Endocrine Abstracts

Background: Bile acids are cholesterol metabolites that influence glucose and energy homeostasis via receptors including FXR and TGR5. Translational endocrinology needs robust, isomer-resolving bile acid quantification in clinically relevant matrices.

Aim: To develop and validate a high-resolution HPLC–ESI–MS assay for major bile acids and key precursors, and to demonstrate utility across human and mouse samples.

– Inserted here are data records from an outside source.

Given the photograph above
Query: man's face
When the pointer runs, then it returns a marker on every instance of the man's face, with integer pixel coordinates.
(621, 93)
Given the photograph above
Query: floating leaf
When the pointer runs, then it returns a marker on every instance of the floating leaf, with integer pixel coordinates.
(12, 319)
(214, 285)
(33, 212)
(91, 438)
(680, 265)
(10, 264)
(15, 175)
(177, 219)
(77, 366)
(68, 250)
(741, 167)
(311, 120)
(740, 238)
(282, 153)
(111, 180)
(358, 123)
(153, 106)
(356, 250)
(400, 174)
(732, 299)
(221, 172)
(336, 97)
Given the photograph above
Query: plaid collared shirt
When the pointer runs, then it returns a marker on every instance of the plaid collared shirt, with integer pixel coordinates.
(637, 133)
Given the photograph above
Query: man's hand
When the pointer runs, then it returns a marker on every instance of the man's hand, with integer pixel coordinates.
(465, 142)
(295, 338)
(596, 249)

Methods: An HPLC–ESI–Orbitrap method (negative ion mode) was optimised to quantify 17 bile acids (unconjugated, glycine- and taurine-conjugated) plus two precursors (dihydroxycholestanoic acid and trihydroxycholestanoic acid) using three deuterated internal standards. Sensitivity, linearity and within-/between-day precision and accuracy were evaluated using pooled plasma spiked at four QC levels. The assay was applied to healthy human plasma and faeces and to mouse plasma and tissues. For biological validation, Swiss mice received cephalothin (2 mg/mL) and neomycin (2 mg/mL) in drinking water for 17 days (n = 10/group).

Results: Limits of detection (LOD) were 0.05–0.30 nmol/mL and lower limits of quantification 0.1–2.0 nmol/mL, with chromatographic separation of key isomer groups. Precision/accuracy met predefined criteria for 15 analytes across the analytical range. We quantified 11 bile acids in human plasma and faeces; human plasma profiles were dominated by glycochenodeoxycholic acid, chenodeoxycholic acid and cholic acid (~65% of total quantified bile acids). Cross-species profiling showed expected differences: in mouse plasma, taurine conjugates comprised >95% of total bile acids, with taurocholic acid and tauro-β-muricholic acid representing >80%. Antibiotic treatment decreased most unconjugated bile acids (often below LOD) and increased most tauro-conjugated bile acids up to 10-fold in colon and caecal content.

Conclusion: This validated platform enables sensitive bile acid and precursor profiling in human plasma/faeces with complementary mouse data, supporting endocrine–metabolic phenotyping and biomarker work involving dihydroxycholestanoic acid and trihydroxycholestanoic acid in disorders of cholesterol–bile acid metabolism.